Saint-Georges (Ogou Feraille ou Ogou Chango): Homme à cheval blanc et carpe rouge tuant le Dragon.
Saint-Jean Baptiste (Ogou Saint-Jean): Enfant accompagné d’un mouton, sceptre en bois de la main droite.
Santa Barbara (Erzulie aux yeux rouges): Jeune femme couronnée et carpe rouge, fixant une croix.
Saint-Martin de Porrès (Baron Samedi): Jeune homme tenant un balai de la main droite, et un crucifix à la main gauche.
Saint-Gérard Magella (Guédé Nibo): Homme habillé de noir, une croix à la main droite.
Saint-Côme et Saint-Damien (Marassa): Les deux jumeaux.
Fe, Esperanza et Caridad (Marassa): Les trois jumeaux.
Le choix d’une icône ou d’un chromo catholique adopté pour représenter un loa ou un Esprit vaudou ne jouit pas nécessairement d’une telle dévotion en raison des vertus chrétiennes du Saint ou de la Sainte. Cette option est plutôt due à des détails picturaux qui portent le «serviteur» à déceler des attributs propres à la divinité en question.
Le Vodou Haitien: Origine et croyances
Le mot "Vodou" vient du language parlé par les communautésFon du Dahomey. Né dans la clandestinité et, dans sa prime enfance, religion des esclaves noirs importés d'Afrique, le vodou intégra des éléments des religions africaines avec le culte des saints dans la religion catholique.
Le vodou joua un role primordial dans le combat quotidien que menait l'esclave transplanté d'Afrique pour conserver non seulement sa santé mentale dans un système, à tous les égards, deshumanisant, mais aussi et surtout pour rester connecter avec sa terre ancestrale. Sa pratique considérée subversive par le colon, devrait donc se faire dans la clandestinité. Plus tard, il devint le catalyseur dans l'organisation des révoltes contre les Français. Les historiens reconnaissent que la cérémonie du Bois-Caïman dans la nuit du 21 au 22 Août 1791 marqua le début de l'insurrection des esclaves de Saint-Domingue.
De cette époque jusqu'au mois d'avril 2003 quand un arrêté du gouvernement de Jean-Bertrand Aristide le déclara "religion à part entière", le vodou ne jouissait d'aucune reconnaissance légale. Plusieurs gouvernements ont essayé d'interdire sa pratique, y compris l'administration de Toussaint Louverture (Voir: 4 janvier 1800). Il fut l'objet de persécutions ouvertes et officielles pendant la fameuse campagne anti-superstitieuse sous le gouvernement d'Elie Lescot, ou sournoises après la chute du gouvernement de Jean-Claude Duvalier et, sur une base presque quotidienne, par des ministres des cultes reformés. En 2011, les vodouisant, dans certaines régions, furent accusés d'être les agents de propagation du choléra. Certains furent assassinés par des ignorants.

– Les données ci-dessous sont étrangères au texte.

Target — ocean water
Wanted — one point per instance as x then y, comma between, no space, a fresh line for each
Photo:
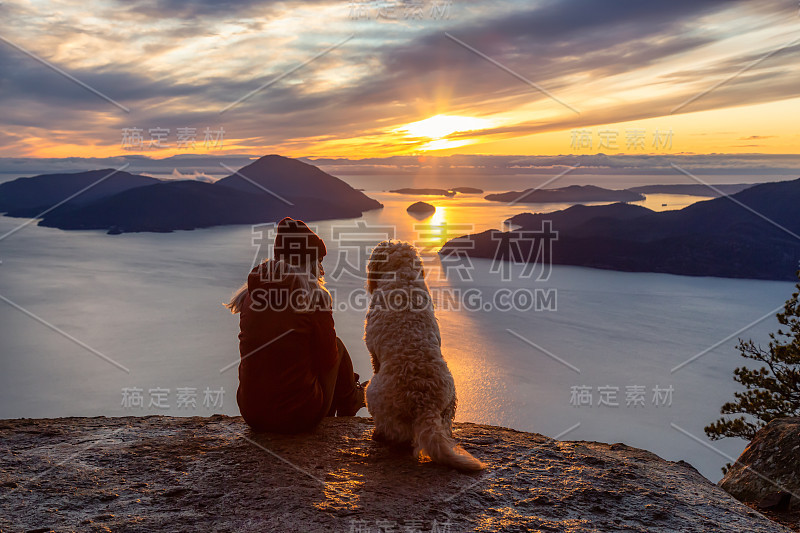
87,320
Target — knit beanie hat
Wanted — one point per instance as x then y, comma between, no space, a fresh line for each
296,240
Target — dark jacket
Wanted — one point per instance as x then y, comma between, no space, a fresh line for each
283,354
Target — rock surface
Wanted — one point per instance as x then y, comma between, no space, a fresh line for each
213,474
770,464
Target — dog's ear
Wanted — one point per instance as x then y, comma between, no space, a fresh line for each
377,265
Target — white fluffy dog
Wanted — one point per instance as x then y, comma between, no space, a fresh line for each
412,396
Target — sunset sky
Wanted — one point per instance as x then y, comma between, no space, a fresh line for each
380,78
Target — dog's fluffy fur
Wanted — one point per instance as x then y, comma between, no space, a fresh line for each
412,396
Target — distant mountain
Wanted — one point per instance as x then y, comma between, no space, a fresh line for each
274,187
421,208
716,237
571,194
577,215
438,192
30,196
425,191
693,189
292,179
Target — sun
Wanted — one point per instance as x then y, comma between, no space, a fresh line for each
437,127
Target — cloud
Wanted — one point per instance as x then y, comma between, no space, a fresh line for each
178,64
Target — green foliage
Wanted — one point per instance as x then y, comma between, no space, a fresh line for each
772,391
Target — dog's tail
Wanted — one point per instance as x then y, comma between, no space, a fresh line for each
433,440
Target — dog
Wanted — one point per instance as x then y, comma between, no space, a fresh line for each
412,395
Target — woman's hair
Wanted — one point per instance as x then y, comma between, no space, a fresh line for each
303,276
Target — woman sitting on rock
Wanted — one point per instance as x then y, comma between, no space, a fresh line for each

Pendant l'occupation américaine, la machine de propagande de l'occupant fit du vodou un « obstacle à la civilisation » et un champ où s'épanouit le démon (1); une thèse qui sera reprise par Pierre Pluchon presqu'à la fin du 20è siècle, en y ajoutant l'élément perversion (2).

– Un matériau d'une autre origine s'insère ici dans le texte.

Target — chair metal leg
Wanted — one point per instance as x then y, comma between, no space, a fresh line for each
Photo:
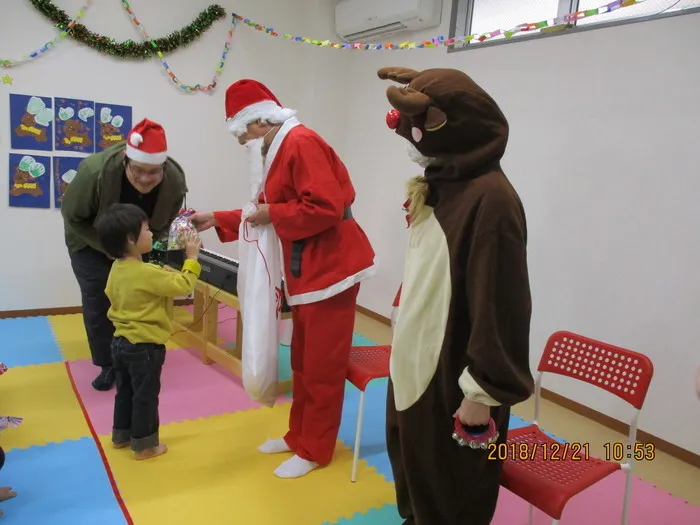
628,494
358,435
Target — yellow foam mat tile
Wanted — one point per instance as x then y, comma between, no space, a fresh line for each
69,332
213,473
44,397
70,335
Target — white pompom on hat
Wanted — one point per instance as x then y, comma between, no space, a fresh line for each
146,143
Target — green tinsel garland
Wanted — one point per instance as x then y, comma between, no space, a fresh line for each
131,49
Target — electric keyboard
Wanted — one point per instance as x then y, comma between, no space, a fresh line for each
217,270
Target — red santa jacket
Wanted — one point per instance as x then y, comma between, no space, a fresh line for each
308,188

N'empêche que les vodouisants n'avaient cure de ces dangers ou des critiques, et continuaient de pratiquer leur culte en privé ou publiquement dans leurs woufò, les lieux sacrés et lors des fêtes propres. Alors que d'autres, pratiquants ou non, le célébraient à travers des expressions culturelles comme les danses folkloriques, la musique dite "racine". Certains gouvernements l'utilisaient même à des fins purement politiques.
Pendant cette même période et tout au cours du 20è siècle, le vodou fut l'objet d'études ethnographiques très avancées, certaines décrivant un système théologique extrêmement complexe. Les arguments et les recherches des académiciens ne changérent pourtant pas la perception de ses détracteurs.
L'arrêté du 4 Avril ne vint donc qu'entériner cette pratique religieuse, jusque là clandestine, en la plaçant sous la protection des lois et institutions du pays au même titre que toutes les autres religions.